Galiyev 1923-1924 yıllarında kısa süreli olarak iki kez tutuklanır. Devrim sırasında geçmiş hizmetleri dolayısıyla serbest bırakılır. Bundan sonra Moskova’da yaşamak durumundadır. Arkadaşlarına yazdığı “Devrim amacından saptı, sömürülen milletleri savunmak amacıyla çıktığımız bu yol Rus emperyalizmine yol açtı” dediği mektup Stalin’in eline geçer ve 1928 yılında tekrar tutuklanır.”Karşı devrimci, emperyalist ajan, milliyetçilik” suçlamalarıyla yargılanır. Beyaz Deniz kıyısında bir kampa gönderilir. “1940 yılında Lefort Hapishane’sinde öldürülmüştür. Kısa süre sonra eşi de tutuklanmış ve bir daha haber alınamamıştır. Oğlu bir akıl hastanesine kapatılmış ve orada öldürülmüştür. Büyük kızı Gülsarı Sibirya’ya sürülmüş sistematik tecavüze maruz kaldığı için intihar etmiştir. Küçük kızı Reşide Sibirya’da bir çalışma kampında ölmüştür.” Ne acıdır ki Stalin O’nun soyunu yeryüzünden silmek istemiştir. Attila İlhan’ın “Sultan Galiyev’in kan revan içindeki hayaleti mazlum halklar arasında en çok da Avrasya’da dolaşıyor” sözleri bu trajediye işaret etmiyor mu?
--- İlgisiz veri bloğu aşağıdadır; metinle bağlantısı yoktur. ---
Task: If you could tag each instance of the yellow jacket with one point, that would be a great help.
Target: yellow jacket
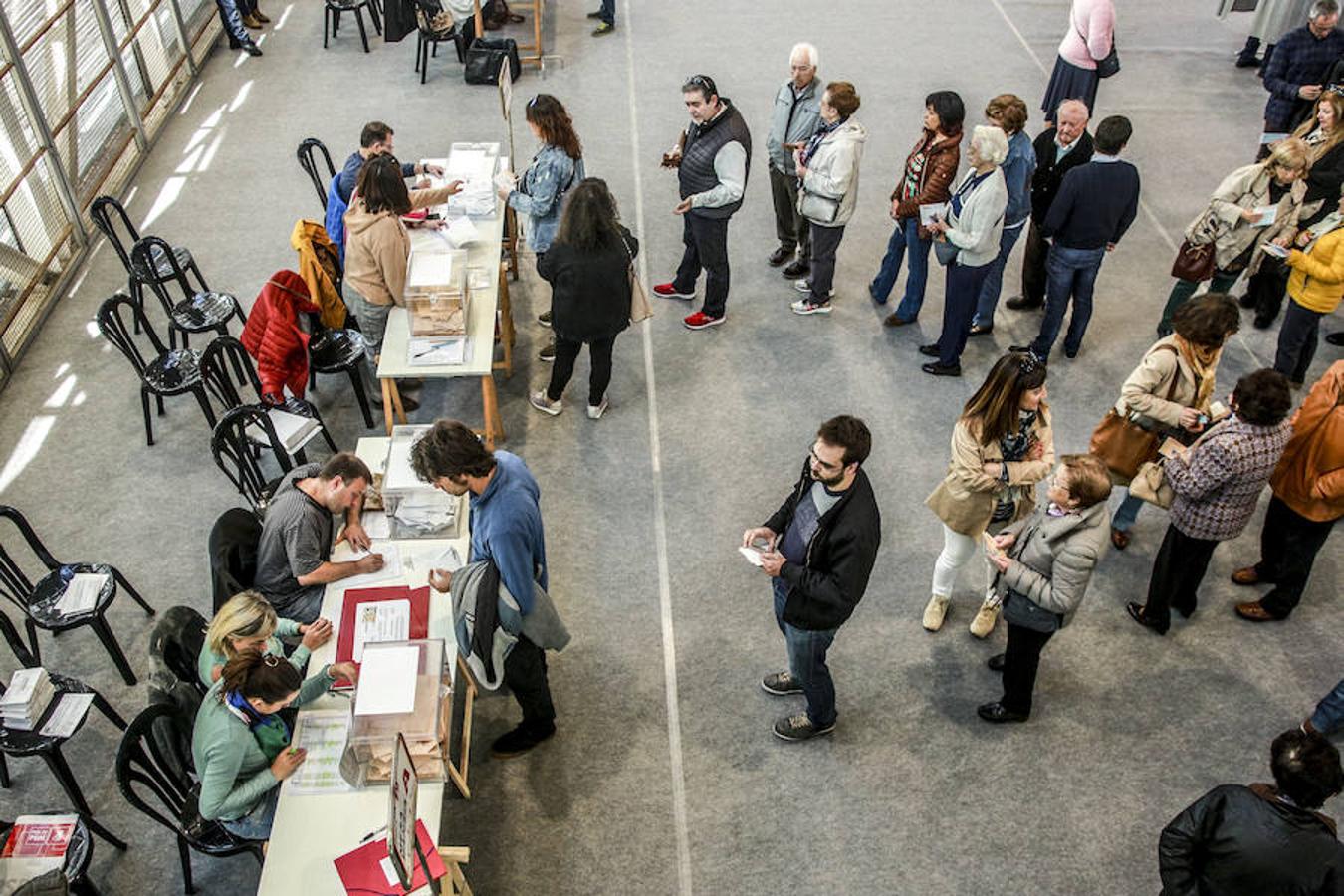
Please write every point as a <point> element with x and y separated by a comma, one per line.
<point>1317,278</point>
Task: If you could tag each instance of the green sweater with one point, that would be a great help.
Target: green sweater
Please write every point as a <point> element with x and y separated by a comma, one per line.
<point>234,773</point>
<point>207,660</point>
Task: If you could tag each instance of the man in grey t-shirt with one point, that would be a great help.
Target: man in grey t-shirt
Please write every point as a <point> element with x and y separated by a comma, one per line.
<point>293,559</point>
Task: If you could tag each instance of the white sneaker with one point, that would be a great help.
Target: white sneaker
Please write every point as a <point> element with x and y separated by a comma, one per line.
<point>986,619</point>
<point>545,404</point>
<point>936,612</point>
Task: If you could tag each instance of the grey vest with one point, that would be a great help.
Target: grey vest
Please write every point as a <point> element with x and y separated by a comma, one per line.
<point>702,144</point>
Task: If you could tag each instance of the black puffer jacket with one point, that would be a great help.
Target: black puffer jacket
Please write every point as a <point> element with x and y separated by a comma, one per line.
<point>590,291</point>
<point>824,592</point>
<point>1242,841</point>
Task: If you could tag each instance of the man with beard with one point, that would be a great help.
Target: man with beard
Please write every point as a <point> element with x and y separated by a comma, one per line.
<point>818,550</point>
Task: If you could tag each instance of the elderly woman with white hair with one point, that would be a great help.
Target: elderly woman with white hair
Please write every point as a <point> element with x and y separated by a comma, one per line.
<point>968,243</point>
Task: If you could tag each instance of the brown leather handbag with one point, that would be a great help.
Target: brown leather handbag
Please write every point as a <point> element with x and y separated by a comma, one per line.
<point>1124,445</point>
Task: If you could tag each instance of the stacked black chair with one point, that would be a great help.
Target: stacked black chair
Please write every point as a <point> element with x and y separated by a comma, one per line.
<point>163,372</point>
<point>39,600</point>
<point>157,777</point>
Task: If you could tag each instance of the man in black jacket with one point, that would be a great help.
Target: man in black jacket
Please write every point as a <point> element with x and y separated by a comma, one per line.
<point>1058,150</point>
<point>1260,840</point>
<point>818,550</point>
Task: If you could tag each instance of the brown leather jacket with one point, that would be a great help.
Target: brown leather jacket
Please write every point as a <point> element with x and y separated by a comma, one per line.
<point>1309,477</point>
<point>936,177</point>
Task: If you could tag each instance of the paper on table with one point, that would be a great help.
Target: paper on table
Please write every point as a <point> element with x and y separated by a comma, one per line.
<point>387,681</point>
<point>68,715</point>
<point>323,734</point>
<point>380,621</point>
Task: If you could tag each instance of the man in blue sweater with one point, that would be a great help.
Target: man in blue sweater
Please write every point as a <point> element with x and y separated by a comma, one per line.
<point>1095,206</point>
<point>506,528</point>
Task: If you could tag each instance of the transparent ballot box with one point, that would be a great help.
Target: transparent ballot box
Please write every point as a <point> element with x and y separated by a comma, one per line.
<point>436,292</point>
<point>405,689</point>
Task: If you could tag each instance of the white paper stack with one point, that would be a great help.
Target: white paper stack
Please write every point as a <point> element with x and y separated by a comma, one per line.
<point>26,699</point>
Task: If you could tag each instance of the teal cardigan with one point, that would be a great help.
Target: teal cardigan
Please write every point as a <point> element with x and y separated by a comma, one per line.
<point>234,773</point>
<point>288,627</point>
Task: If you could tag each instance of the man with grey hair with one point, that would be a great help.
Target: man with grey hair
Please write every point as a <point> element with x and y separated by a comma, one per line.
<point>797,113</point>
<point>1296,70</point>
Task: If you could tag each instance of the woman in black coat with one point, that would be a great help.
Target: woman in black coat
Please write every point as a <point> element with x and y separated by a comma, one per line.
<point>587,266</point>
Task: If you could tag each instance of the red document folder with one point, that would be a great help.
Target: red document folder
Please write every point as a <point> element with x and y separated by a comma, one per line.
<point>361,869</point>
<point>355,596</point>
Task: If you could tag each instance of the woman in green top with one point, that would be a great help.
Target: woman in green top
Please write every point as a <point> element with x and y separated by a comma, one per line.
<point>239,743</point>
<point>249,622</point>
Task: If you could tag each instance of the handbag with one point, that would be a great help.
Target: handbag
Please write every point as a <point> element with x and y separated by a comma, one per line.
<point>1124,445</point>
<point>486,57</point>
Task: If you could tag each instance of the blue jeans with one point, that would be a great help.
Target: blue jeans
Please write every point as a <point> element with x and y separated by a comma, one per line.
<point>1071,273</point>
<point>995,278</point>
<point>808,661</point>
<point>906,235</point>
<point>1329,711</point>
<point>256,825</point>
<point>1126,514</point>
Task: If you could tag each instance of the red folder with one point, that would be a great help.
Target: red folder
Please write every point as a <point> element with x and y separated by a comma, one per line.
<point>355,596</point>
<point>360,869</point>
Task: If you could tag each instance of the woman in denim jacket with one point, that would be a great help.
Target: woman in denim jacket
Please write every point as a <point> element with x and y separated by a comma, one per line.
<point>554,169</point>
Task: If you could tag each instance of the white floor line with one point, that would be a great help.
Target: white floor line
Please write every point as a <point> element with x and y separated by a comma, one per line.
<point>1148,212</point>
<point>660,535</point>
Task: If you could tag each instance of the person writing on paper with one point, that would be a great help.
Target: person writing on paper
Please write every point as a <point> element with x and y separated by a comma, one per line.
<point>821,546</point>
<point>507,530</point>
<point>540,195</point>
<point>376,250</point>
<point>588,270</point>
<point>241,745</point>
<point>293,558</point>
<point>249,622</point>
<point>1043,564</point>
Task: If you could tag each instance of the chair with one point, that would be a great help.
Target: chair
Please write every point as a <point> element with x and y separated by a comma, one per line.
<point>39,602</point>
<point>199,310</point>
<point>168,372</point>
<point>31,743</point>
<point>234,541</point>
<point>308,162</point>
<point>238,454</point>
<point>214,372</point>
<point>176,642</point>
<point>156,777</point>
<point>333,11</point>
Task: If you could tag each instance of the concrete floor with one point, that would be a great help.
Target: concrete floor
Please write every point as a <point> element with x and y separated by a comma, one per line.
<point>664,777</point>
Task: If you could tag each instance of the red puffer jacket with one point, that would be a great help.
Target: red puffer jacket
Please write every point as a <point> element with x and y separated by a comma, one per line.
<point>275,338</point>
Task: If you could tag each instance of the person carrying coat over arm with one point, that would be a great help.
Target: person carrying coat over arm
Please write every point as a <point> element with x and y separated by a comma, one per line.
<point>1047,561</point>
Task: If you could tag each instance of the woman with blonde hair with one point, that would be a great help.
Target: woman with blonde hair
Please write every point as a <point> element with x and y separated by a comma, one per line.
<point>1001,448</point>
<point>1236,225</point>
<point>249,622</point>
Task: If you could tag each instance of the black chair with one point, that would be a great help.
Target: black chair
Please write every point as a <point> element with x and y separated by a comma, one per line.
<point>31,743</point>
<point>214,371</point>
<point>38,602</point>
<point>199,310</point>
<point>176,642</point>
<point>156,776</point>
<point>238,454</point>
<point>234,543</point>
<point>333,11</point>
<point>167,372</point>
<point>427,38</point>
<point>308,161</point>
<point>77,858</point>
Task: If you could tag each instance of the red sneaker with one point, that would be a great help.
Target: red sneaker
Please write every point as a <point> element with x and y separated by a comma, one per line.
<point>668,291</point>
<point>701,320</point>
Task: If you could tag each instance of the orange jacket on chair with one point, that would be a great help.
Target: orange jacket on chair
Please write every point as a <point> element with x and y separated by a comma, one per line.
<point>275,338</point>
<point>322,283</point>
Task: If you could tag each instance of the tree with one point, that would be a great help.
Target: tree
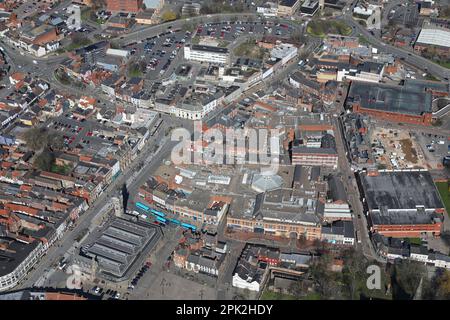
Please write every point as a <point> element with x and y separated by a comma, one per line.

Galiyev’in fikirlerinin beslendiği iki önemli kaynak vardır. Bunlardan ilki ‘dilde, fikirde, işte birlik’ ülküsünü belirleyen İsmail Gaspıralı’nın cedit hareketinin etkisiyle oluşan Türkçülük ve Turancılık. Diğeri ise Marksizmdir.

Emperyalizmin hedefi olan toplumlar temel alındığında uluslar arası alanda ana çelişkinin emek/sermaye değil ‘Mazlum Doğu/Sömürgeci Batı’ olduğunu belirtir. “Komünizm, Batı Avrupa ihtilal hareketine öncülük vermekle ciddi bir strateji hatası işlemiş bulunmaktadır. Çünkü kapitalist dünyanın zayıf noktasının Avrupa değil Asya olduğu unutulmuştur” tespitini yapar.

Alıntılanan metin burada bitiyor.